В полифоничности творчества В.В.Крылова отчетливо проявляется русский склад мысли, для которого – от Михаила Ломоносова до Александра Зиновьева – характерно стремление охватить как можно бoльшую часть мира и отразить ее в понятиях и образах. Разумеется, у этого склада мышления есть и другая, слабая сторона – некоторая незавершенность (впрочем, ни один претендующий на целостность и системность комплекс идей не может быть до конца завершенным – полностью интегрированных живых систем нет, только мертвые, но это уже не системы), некоторая, по крайней мере внешне, разбросанность и неоформленность, отражающая социальный и духовный код российской жизни. В творчестве В.В.Крылова, однако, эти недостатки суть продолжение достоинств. Кроме того, большей частью они компенсируются четко структурированной и организованной мыслью, которая находила выражение и в ясной структуре и логике его работ, и в отшлифованной аргументации, и в прекрасно организованных конспектах, на которые, судя по их подробности, потрачено много времени (как и А.А.Любищевым на его конспекты). Создается впечатление, что В.В.Крылов полагал: впереди у него – вечность, а не 56 неполных лет, большую часть которых он провел, как это не редко случалось с русскими талантами, «в сетях мелочных нужд и неизвестности». А нужда – мелочная нужда – действительно имела место быть.

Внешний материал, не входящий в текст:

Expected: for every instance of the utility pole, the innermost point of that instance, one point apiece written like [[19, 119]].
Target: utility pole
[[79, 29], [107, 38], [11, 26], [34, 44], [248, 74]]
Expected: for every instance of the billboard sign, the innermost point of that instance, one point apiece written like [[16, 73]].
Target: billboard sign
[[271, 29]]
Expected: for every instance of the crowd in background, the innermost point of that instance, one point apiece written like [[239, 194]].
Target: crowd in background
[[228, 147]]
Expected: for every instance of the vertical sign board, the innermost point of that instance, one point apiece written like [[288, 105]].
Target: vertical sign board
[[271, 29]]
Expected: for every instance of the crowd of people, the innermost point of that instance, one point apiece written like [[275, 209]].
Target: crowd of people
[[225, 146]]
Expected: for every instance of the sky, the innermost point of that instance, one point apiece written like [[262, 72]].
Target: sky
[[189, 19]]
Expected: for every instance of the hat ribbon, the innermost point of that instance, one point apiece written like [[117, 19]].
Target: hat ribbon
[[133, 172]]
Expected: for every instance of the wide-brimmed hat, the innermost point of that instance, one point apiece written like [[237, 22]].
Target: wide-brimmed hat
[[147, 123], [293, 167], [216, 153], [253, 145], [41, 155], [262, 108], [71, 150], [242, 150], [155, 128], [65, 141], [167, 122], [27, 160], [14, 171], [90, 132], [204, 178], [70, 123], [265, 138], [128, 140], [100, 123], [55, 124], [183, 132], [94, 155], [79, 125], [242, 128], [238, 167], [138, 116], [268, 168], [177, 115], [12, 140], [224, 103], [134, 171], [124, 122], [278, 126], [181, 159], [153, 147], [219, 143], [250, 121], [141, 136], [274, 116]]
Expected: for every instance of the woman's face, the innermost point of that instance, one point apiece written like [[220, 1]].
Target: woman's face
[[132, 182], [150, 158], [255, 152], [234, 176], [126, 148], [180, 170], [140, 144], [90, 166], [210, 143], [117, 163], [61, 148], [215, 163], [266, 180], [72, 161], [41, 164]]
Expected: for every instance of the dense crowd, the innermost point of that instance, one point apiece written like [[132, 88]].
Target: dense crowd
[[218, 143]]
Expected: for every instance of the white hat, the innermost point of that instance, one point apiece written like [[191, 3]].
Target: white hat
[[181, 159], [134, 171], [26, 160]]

Материально Крылов жил трудно, несмотря на скромные потребности. Разумеется, во многом нехватка средств была связана с тем, что во время загулов спускалось все, но не только с этим. А потому, что просто не хватало. Прав Д.Е.Галковский, заметивший, что трагический быт – русская черта. Трагичность русского быта заключается в его почти открытости внешним обстоятельствам, бардаку и метафизическому ужасу русской жизни, в которой очень многие не столько живут, сколько выживают, борются с «тысячью мелочей», отравляющих, съедающих жизнь.

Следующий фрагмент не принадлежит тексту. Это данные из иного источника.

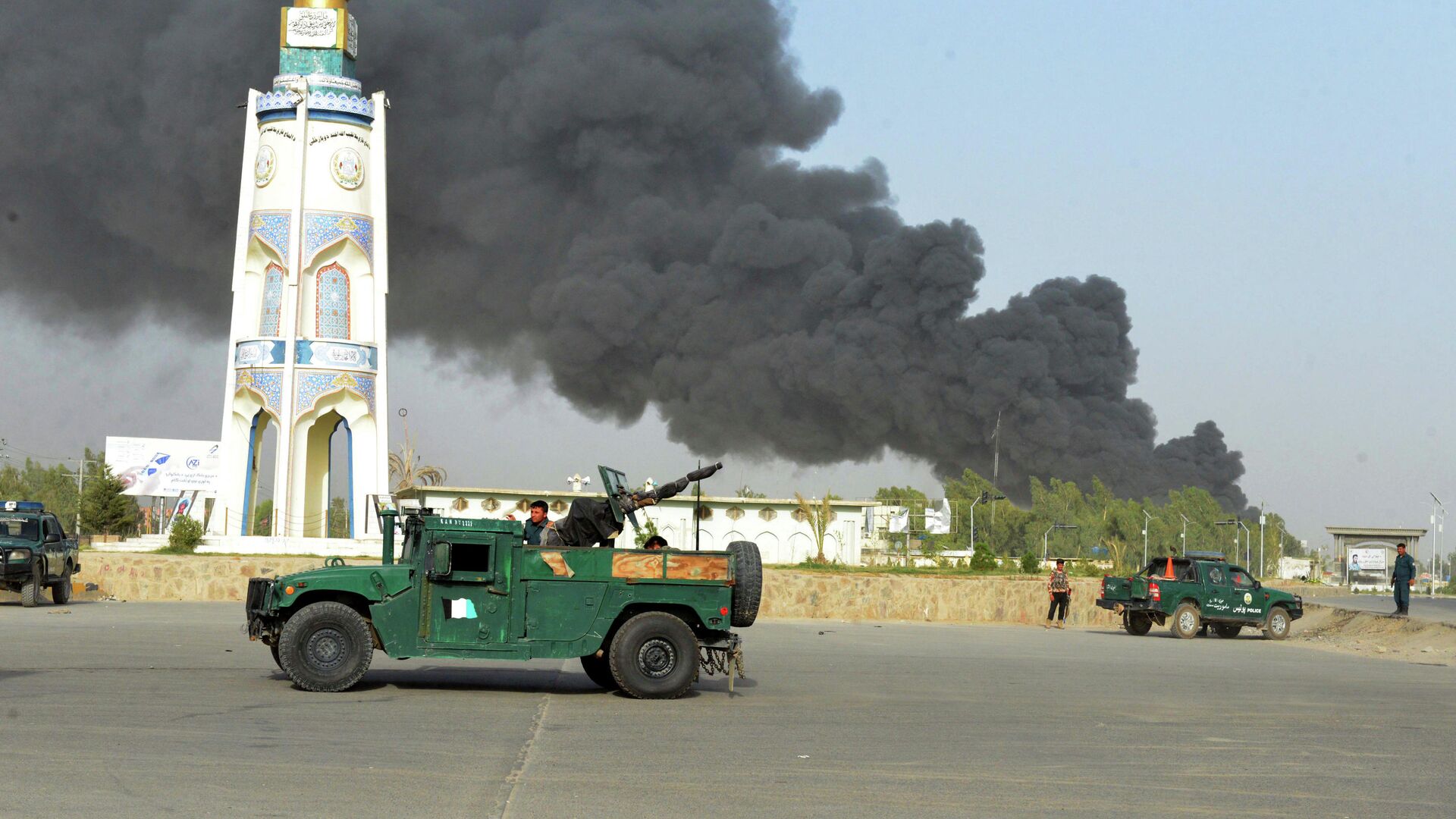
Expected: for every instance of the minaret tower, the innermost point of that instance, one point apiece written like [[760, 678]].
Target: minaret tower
[[306, 352]]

Если к этому добавить, что советское общество было массовым обществом мелких начальников, мелких администраторов, которые как тип тяготеют (верно заметил Ю.Нагибин) «к террору и мелким переделкам, именуемым “переустройством”», то становится ясно, что к противостоящим человеку мелочам «системным» следует добавить мелочи «волюнтаристские», еще более хаотизирующие и без этого бардачно-бессмысленную ситуацию. Отсюда: повседневная борьба в советском обществе часто велась не за что-то, а против – например, нехватки многого. В том числе нехватки денег. Неудивительно, что поля рукописей Крылова исчирканы записями о расходах ( «купить зонт –27 или 40 р. … купить костюм расхожий – 85-110 р. … купить дрель – 65 р.») или о долгах, которые надо отдать ( «Кукушке – 5 р.(+5) = 10 р. … Мар.Фед. – 3 р. (+5) = 8 р. … Итого 66 р.»). А рядом серьезные и глубочайшие теоретические построения. Научная поэзия и проза жизни: теория производительных сил и капиталистической системы, а рядом – постоянно присутствующие мысли о нестрогом костюме на каждый день и трехрублевом долге. Что можно противопоставить такой бедности и ее неизбежным спутникам – необязательности, разболтанности, несобранности, в конечном счете – непрофессионализму. Скрепами западного общества являются частная собственность, право и социальный контроль, личностно интериоризированный несколькими столетиями работы репрессивных структур повседневности. В русской жизни ничего этого нет.
В обществе, где нет частной собственности, где право – объект насмешек, а трезвый образ жизни вызывает подозрение, только регулярный, планомерно устроенный, организованный быт может стать нишевым эквивалентом частной собственности, а следовательно, крепостью, чем-то твердым в текуще бесформенной русской жизни, защитой от нее. Крылов это чувствовал и понимал, стремился к жесткой организации повседневности, жизни по распорядку. Среди бумаг – планы на месяц, детальные – на день: «6.30-7.00 – умывание, зарядка, пробежка, собаки, зарядка; 7.00-7.30 – еда, уборка, подготовка к работе; 7.30-10.30 – работа» и т.д.
Однако схема нарушалась. Работать «по плану» днем часто не удавалось – дела, гости, телефонные звонки (Крылов не умел избавляться от болтунов, пожиравших его время, от хронофагов, которых всегда много в научно-околонаучной среде). К тому же Володя был «ночным человеком», и это ломало дневные планы, а следовательно, план в целом, который оставался неким идеалом, любовно и аккуратно выписанным на листочках из тетради «в клеточку». В значительной степени это была психотерапия, впрочем, не очень эффективная. Намного более эффективной терапией оказывалось творчество, например разработки по проблемам «третьего мира».